Tell me this: when was the last time that a supplement, herbal, or homeopathic treatment was tested by those practitioners in a clinical trial and pulled from the shelves?

Homeopathy Store
Another timely example of the failure of common sense is screening for cancer. If you have a test that can detect cancer, applying it to populations should reduce premature deaths. Simple, right? But the situation for screening is much more complicated than it seems and, in fact, screening the general population for cancer, including breast, lung, colon and prostate cancer, is probably a huge waste of time, effort, worry, and money (with the possible exception of pap smears for cervical cancer). Not only that, it probably causes more harm than good, and it's a practice that should stop. The same is true for the annual physical examination, which is going the way of the Dodo. Why?

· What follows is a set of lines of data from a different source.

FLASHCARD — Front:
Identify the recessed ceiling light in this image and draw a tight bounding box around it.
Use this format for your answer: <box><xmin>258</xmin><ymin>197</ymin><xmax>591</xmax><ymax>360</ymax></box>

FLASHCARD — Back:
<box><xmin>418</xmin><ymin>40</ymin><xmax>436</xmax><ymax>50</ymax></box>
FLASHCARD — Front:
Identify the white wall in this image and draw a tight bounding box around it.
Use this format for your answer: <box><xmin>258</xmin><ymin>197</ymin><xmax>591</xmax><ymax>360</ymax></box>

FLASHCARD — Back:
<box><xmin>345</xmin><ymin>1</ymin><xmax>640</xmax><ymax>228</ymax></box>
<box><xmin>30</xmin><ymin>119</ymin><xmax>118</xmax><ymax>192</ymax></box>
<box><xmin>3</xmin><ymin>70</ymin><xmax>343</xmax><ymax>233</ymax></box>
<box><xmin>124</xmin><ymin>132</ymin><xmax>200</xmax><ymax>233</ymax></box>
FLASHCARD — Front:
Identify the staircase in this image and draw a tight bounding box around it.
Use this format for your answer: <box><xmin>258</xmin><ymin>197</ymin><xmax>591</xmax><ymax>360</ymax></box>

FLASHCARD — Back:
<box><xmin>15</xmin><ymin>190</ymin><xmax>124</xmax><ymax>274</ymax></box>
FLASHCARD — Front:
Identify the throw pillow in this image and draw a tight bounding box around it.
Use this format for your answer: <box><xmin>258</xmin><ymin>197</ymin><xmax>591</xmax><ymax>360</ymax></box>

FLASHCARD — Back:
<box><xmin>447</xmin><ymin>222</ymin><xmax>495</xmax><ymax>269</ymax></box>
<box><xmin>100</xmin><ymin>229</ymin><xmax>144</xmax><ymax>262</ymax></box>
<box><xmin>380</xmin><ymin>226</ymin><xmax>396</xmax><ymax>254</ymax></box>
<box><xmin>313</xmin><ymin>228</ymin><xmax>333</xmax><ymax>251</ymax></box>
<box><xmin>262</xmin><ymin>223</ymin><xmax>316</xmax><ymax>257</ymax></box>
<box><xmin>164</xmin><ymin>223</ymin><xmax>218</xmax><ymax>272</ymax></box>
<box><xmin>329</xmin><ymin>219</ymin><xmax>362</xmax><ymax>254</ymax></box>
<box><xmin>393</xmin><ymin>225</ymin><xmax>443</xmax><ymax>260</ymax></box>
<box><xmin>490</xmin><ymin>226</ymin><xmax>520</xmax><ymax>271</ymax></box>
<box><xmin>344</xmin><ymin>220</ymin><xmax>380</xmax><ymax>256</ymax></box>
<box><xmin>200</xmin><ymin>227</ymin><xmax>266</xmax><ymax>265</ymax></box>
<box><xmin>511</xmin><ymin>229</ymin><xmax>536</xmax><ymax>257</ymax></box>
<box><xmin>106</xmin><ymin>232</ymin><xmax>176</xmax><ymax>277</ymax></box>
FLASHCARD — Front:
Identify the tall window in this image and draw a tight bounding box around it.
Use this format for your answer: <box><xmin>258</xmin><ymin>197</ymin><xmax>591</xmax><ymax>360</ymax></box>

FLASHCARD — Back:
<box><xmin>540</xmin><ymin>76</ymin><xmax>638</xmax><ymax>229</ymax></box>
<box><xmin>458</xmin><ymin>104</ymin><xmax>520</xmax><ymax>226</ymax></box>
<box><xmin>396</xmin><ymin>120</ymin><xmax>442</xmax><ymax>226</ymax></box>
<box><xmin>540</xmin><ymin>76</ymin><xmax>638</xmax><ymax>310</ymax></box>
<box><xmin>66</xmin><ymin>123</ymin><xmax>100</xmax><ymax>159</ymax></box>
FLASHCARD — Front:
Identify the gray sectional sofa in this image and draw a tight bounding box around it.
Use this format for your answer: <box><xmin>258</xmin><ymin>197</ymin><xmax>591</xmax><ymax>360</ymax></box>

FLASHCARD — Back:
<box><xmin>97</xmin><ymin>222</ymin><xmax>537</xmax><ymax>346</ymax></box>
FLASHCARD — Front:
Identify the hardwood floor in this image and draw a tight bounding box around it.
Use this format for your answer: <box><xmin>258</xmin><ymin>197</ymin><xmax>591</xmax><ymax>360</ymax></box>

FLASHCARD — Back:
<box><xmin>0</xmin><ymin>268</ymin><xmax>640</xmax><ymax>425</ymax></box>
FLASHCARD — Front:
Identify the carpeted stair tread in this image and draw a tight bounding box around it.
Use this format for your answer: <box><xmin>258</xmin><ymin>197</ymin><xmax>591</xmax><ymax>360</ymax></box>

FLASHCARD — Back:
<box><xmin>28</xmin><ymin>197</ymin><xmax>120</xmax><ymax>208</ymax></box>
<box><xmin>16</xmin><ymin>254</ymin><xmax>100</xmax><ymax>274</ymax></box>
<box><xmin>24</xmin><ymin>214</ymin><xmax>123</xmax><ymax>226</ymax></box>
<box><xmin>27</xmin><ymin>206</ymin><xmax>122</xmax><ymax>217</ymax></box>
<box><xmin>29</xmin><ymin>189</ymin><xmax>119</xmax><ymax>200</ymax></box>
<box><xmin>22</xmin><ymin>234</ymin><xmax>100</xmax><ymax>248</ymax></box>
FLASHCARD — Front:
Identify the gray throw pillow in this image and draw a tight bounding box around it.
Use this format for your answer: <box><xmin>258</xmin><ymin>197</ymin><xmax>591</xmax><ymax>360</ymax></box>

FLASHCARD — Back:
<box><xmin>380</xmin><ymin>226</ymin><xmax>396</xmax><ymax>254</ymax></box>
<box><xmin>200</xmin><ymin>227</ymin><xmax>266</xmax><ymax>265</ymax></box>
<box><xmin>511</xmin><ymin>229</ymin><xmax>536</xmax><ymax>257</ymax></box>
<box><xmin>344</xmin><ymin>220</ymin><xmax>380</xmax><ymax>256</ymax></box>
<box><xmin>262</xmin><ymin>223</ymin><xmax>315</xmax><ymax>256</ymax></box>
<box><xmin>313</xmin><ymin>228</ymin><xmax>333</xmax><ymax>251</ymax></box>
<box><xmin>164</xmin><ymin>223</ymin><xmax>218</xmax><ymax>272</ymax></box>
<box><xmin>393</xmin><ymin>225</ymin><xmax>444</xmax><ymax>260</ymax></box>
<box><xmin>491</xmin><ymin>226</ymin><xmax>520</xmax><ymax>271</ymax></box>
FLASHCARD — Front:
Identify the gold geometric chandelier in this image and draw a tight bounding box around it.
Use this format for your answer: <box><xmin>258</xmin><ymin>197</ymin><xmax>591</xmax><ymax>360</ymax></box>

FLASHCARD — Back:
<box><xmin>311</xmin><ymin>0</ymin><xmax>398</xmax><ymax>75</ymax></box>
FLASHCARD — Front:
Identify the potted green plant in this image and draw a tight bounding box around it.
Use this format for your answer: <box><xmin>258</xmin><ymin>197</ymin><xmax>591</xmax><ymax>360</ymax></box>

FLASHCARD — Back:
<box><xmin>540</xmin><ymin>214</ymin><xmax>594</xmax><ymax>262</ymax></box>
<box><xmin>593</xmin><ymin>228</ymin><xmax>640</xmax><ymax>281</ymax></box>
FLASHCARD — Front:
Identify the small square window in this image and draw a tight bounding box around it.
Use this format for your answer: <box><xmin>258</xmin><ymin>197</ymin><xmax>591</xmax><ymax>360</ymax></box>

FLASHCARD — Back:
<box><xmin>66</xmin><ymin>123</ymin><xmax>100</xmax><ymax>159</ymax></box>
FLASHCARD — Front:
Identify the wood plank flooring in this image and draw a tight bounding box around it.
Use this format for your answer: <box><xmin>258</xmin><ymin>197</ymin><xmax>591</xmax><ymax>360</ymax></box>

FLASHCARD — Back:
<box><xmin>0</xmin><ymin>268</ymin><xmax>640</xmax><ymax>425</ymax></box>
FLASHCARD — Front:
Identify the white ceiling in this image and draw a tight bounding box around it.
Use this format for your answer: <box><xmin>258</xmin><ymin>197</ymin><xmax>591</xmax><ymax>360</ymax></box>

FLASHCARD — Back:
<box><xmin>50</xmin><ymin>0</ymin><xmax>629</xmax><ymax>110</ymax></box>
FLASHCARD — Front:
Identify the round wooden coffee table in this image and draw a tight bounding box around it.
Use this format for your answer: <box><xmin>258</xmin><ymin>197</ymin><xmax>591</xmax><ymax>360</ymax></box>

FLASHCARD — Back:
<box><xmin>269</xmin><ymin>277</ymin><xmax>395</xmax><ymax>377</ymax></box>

Because skeptical people put these common sense notions to the real test of randomized trials and the results weren't what common sense had predicted.

Common sense tells us that because something seems like it should work, it does work, but it's time to get humble, to became skeptical of common sense. It's time to admit that many things are far more complicated than they seem. I know that may make some people feel small and insignificant, but that's really not necessary. Evidence makes us powerful. Experts aren't necessarily smarter than you. Real experts just know the evidence better than others. By learning how to find and assess the evidence, you can become powerful, too. An easy way to get to the best understanding of the available health-related evidence is to use Cochrane, a global non-profit, non-governmental organization that you can read all about at Wikipedia here. Search your health query and Cochrane is your friend.

Voltaire said that common sense is not common. On the other hand, it seems far too common to me. In everything from philanthropy to economics, from politics to education, and beyond, what we need is less common sense, and more high quality evidence.